Anyway, one C/s did say he was just a few minutes away, so I asked him if he couldn't 'drop back to base'. He did, I asked him if he'd take the local bobby for a brief flight, and that was sorted after a quick safety brief.

No sooner had the Puma got airborne again and lifted over the hill, policeman on board, than I was straight back to the Eng fire with "WTF's going on?" They sheepishly pointed to the large lamb roasting on a spit over the fire....

The 'polis' was delighted with his flip, and was escorted back to his van without passing near the offending roast lamb supper, and went happily on his way.

That was one of the very few occasions I got a 'Thank you, sur!' from the Sqn Eng Section - and a big plate of roast lamb for supper.

:O:O:O

BEagle
11th Feb 2007, 06:24
Lorraine Kelly.....I don't think even 'Moulinex' would......:eek:

Re. free rides, it was often the case that SORF formation flights at Leeming would be asked to take a stn pax sandbag along for a ride in the lead JP. One pilot wasn't much impressed when told to take some lad along for a trip, just made sure he was strapped in, then ignored him.... It may be recalled that such trips leading refresher students around often culminated in a humdinger of a no-holds barred tailchase.

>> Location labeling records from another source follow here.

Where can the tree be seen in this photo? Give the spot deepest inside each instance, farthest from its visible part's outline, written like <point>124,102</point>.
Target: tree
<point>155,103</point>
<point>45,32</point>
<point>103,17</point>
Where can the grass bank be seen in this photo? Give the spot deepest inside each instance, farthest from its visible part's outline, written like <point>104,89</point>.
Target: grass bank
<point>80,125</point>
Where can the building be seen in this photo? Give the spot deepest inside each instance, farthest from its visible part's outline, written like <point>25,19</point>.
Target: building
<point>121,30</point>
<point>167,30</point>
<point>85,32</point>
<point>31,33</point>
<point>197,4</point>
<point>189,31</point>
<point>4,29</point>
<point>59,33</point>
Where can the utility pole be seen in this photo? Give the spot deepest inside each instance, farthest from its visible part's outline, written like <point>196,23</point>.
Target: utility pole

"How did your pax enjoy it?", he was later asked.

"No idea - he went to sleep at one and a half G and didn't wake up until we landed" came the reply!

He didn't take any more pax!

FormerFlake
11th Feb 2007, 06:33
When I was at Shawbury in 99 they offered flights during the families day.

At Brize they do regular Famlies Flights, but not on the C17.

Vim_Fuego
11th Feb 2007, 08:02
The last time we took a Nim down to Lyneham for one of thier 'wing days' they were flying the families for most of the day...

THS...I doubt you would be trusted with the pies...Certainly if you were on board with me there would be some manipulation of distribution to avoid the gopping 'Jock' pies...

Take That
11th Feb 2007, 08:18
Yes, it can be done, but sometimes 'slightly outside the rules'. Several years ago my partner was offered a Hawk trip from 4 FTS in reciprocation of status as a ATPL/SFO with a UK airline. Result: chundering within ten minutes of low level in Wales clad in an immersion suit as opposed to a collar and tie. How I enjoyed the subsequent respect for my day to day flying.

Bottom Line: Two seat FJ. Forget it. Cockpit time within the current yoke of CFT is too valuable. T-Bird: Try your luck - what have you got to lose.